Le coma de Malcolm avait évolué pendant la nuit. Stade 1 Glascow 10. Il n'était plus sous respiration artificielle. Son visage semblait plus rose. Mais le médecin nous a dit qu'il fallait rester prudents. Le traumatisme crânien était sévère. Il n'allait pas se réveiller tout de suite. Nous devions rester patients. Puis le médecin nous a demandé si on avait des nouvelles de l'enquête. Ce mot m'a surpris. L'enquête ? Des nouvelles pour retrouver celui qui avait renversé notre fils et qui avait pris la fuite. Andrew a dit que la police n'avait qu'une plaque incomplète. Alors il allait falloir ne pas les lâcher, a dit le médecin. Délit de fuite sur mineur, avec des blessures pareilles, ça pouvait aller chercher loin. Le type en prendrait pour son grade. Si on le retrouvait… Il y en avait qu'on ne retrouvait jamais. Andrew m'a dit qu'il passerait la matinée avec Malcolm. Il s'était organisé avec son bureau. Ce n'était pas la peine qu'on soit tous les deux à son chevet. Je n'avais qu'à rentrer travailler, finir cette traduction si importante. Mais je me sentais privée de mon fils. J'avais besoin de sa présence, aussi. Je suis restée un peu avec lui, avec Andrew. Une infirmière est passée vérifier les sondes, les poches de liquide. Elle était discrète, souriante. Je lui ai dit : « Comment on va faire pour la verrue de mon fils ? » Elle m'a regardée, étonnée. Andrew s'est redressé, les yeux ronds. J'ai senti le rouge me monter aux joues. J'ai bredouillé : « Mais oui, sa verrue, Malcolm a une verrue plantaire, il faut la gratter tous les soirs avec une petite lame, et mettre un produit spécial dessus. Il a attrapé ça à la piscine, c'est long comme traitement. » L'infirmière a murmuré quelque chose que je n'ai pas saisi. Puis elle est sortie rapidement. Andrew me regardait avec exaspération. Comme toujours, quand il était énervé, sa langue maternelle reprenait le dessus. Sait-on seulement à quel point la langue anglaise peut-être cinglante ?
— For God's sake, Justine. How pathetic can you get !
J'ai levé la main, j'ai montré notre fils, j'ai chuchoté qu'il ne fallait pas qu'on s'engueule devant lui. Andrew s'est tu. Au bout de quelques minutes, je suis partie. Je ne supportais plus ni l'immobilité de mon fils, ni l'agacement de mon mari. Je suis rentrée.
Devant l'ordinateur, les mots que je devais traduire n'avaient plus aucun sens. Ni en anglais, ni en français. J'ai arrêté de les contempler au bout d'un moment. J'ai pris le téléphone et j'ai appelé le commissariat où Andrew et moi étions allés hier. On m'a passée de service en service. Puis j'ai enfin reconnu la voix un peu traînante du flic aux yeux clairs.
— Ah ! oui, le délit de fuite sur mineur. Le mari anglais.
J'ai dit :
— Avez-vous des nouvelles, s'il vous plaît ?
Claquement d'un briquet à l'autre bout du fil. J'ai presque entendu ses épaules se hausser.
— Ça va être long, vous savez. Une plaque incomplète… c'est long. Puis on est débordés ici. Y a pas que vous, madame.

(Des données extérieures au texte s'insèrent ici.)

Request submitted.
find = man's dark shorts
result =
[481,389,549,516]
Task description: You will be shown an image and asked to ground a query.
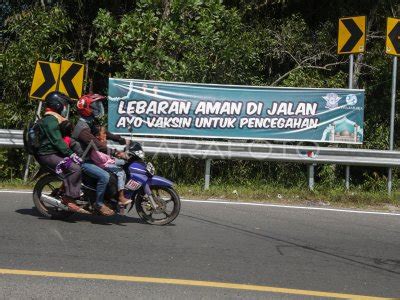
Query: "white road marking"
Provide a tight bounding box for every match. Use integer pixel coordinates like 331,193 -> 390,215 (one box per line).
181,199 -> 400,216
0,190 -> 400,216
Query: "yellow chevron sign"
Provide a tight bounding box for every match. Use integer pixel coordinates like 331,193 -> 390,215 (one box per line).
58,60 -> 85,99
386,18 -> 400,55
338,16 -> 365,54
29,61 -> 60,100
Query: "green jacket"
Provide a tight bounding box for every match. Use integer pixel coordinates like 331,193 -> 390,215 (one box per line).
38,115 -> 73,157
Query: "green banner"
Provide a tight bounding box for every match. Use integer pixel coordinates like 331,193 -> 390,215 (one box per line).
108,78 -> 365,144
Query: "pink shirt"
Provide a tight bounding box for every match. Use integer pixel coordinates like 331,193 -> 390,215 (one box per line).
90,150 -> 115,169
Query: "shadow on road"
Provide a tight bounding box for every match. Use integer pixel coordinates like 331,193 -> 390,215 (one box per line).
15,207 -> 147,226
181,214 -> 400,275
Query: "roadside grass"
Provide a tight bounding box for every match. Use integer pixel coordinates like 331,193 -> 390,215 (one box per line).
0,179 -> 400,211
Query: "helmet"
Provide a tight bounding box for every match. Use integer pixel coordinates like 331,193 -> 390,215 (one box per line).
76,94 -> 106,117
44,91 -> 72,114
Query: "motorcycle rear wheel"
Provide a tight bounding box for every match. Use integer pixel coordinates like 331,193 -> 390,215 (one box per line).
33,174 -> 73,220
135,186 -> 181,225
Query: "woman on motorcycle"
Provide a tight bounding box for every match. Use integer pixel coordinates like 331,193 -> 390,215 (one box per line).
72,94 -> 127,216
37,92 -> 88,213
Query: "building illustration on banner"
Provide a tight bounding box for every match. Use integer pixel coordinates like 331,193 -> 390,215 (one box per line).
321,117 -> 363,143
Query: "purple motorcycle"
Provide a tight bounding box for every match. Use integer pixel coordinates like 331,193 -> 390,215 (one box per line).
33,142 -> 181,225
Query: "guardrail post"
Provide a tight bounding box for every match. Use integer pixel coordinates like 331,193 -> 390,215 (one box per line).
307,164 -> 314,191
204,158 -> 211,190
388,56 -> 397,195
345,54 -> 357,190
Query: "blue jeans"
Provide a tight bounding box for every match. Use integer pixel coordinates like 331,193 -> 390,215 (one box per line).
81,162 -> 110,206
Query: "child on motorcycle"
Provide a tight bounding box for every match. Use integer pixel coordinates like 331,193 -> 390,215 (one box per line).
90,126 -> 132,205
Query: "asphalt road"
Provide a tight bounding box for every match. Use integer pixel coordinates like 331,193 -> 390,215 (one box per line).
0,192 -> 400,299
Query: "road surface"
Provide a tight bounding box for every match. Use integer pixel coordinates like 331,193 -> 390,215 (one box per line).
0,191 -> 400,299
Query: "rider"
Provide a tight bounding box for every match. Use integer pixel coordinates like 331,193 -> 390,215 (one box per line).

J'ai senti l'exaspération, l'impuissance monter en moi.
— Mais vous n'avez pas d'ordinateurs, des logiciels, je ne sais pas, moi, une façon ou une autre de retrouver cette foutue plaque ?
Longue bouffée de tabac.
— Vous n'êtes pas dans une série américaine, madame. Ça ne se passe pas comme ça, ici.
— Alors ça se passe comment ? Vous faites comment ?
Ma voix devenait stridente, elle raclait ma gorge.
— On a en effet un fichier informatisé qui s'appelle le STIC. Toutes les cartes grises y sont enregistrées. Mais ce n'est pas automatique. Il faut tout vérifier, les numéros, la marque de la voiture. Page par page. C'est pour ça que c'est long, madame.
J'ai failli raccrocher. J'avais envie de pleurer. Je n'ai rien dit, recroquevillée devant le téléphone, le ventre noué, les mains tremblantes.